US 12,111,881 B2
Item recommendation with application to automated artificial intelligence
Nico Stephan Gorbach, Kilchberg (CH); Adelmo Cristiano Innocenza Malossi, Schönenberg (CH); and Andrea Bartezzaghi, Rueschlikon (CH)
Assigned to International Business Machines Corporation, Armonk, NY (US)
Filed by International Business Machines Corporation, Armonk, NY (US)
Filed on Dec. 1, 2020, as Appl. No. 17/108,107.
Prior Publication US 2022/0171985 A1, Jun. 2, 2022
Int. Cl.
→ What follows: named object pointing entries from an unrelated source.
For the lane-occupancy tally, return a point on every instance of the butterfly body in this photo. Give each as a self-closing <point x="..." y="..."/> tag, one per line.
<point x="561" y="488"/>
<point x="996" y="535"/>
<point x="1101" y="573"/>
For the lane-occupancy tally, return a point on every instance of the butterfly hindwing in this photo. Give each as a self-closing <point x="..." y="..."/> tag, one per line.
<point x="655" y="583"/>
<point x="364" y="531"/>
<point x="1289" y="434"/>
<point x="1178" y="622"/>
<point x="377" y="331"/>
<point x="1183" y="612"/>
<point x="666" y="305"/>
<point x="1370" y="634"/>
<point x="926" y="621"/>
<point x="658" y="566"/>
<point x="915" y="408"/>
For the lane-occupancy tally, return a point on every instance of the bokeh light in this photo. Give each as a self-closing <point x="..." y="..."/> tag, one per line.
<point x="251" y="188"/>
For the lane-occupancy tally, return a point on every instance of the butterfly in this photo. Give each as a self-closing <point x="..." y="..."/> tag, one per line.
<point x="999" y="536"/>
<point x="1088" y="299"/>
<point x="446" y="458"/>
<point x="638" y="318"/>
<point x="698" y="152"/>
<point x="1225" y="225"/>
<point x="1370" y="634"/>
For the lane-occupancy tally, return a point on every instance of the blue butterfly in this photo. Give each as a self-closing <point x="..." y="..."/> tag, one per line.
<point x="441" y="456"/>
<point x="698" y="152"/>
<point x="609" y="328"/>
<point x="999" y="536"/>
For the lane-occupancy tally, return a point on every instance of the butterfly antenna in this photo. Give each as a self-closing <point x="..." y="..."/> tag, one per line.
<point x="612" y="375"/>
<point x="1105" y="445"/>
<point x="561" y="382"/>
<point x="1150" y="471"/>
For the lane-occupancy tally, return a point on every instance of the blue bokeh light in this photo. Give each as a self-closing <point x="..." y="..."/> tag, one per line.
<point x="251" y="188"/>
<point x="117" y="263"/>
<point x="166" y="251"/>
G06F 17/00 (2019.01); G06F 17/18 (2006.01); G06F 18/2113 (2023.01); G06F 18/22 (2023.01); G06F 18/232 (2023.01); G06N 20/00 (2019.01)
CPC G06F 18/2113 (2023.01) [G06F 17/18 (2013.01); G06F 18/22 (2023.01); G06F 18/232 (2023.01); G06N 20/00 (2019.01)] 20 Claims
OG exemplary drawing
 
1. A computer-implemented method for selecting preferred machine learning pipelines for processing new datasets, the method comprising:
for a plurality of machine learning pipelines and a plurality N of datasets previously-processed by the pipelines, storing a plurality of rating values, each rating value corresponding to a performance of a pipeline of the plurality of machine learning pipelines and for a dataset of the plurality N of datasets;
for each pair ui=1 to N, uj=1 to N, i±j of the plurality N of previously-processed datasets, determining a distance di,j from ui to uj in a latent space, wherein the distance di,j corresponds to an expected value of a regret incurred when the pipeline, selected in a predetermined manner based on a set of rating values for a dataset uj, is rated for a performance of the selected pipeline for a dataset ui, and wherein the regret for the selected pipeline includes a monotonically decreasing function of the rating value for the performance of the pipeline for the dataset ui,
clustering the plurality N of previously-processed datasets in the latent space and identifying a representative dataset in each cluster for which each distance to the dataset from other datasets in the cluster is minimized over the cluster;
in response to receiving a new dataset, selecting a set of preferred pipelines from the plurality of machine learning pipelines for processing the new dataset, each preferred pipeline being selected according to a set of rating values for the representative dataset; and
processing the new dataset in the set of preferred pipelines.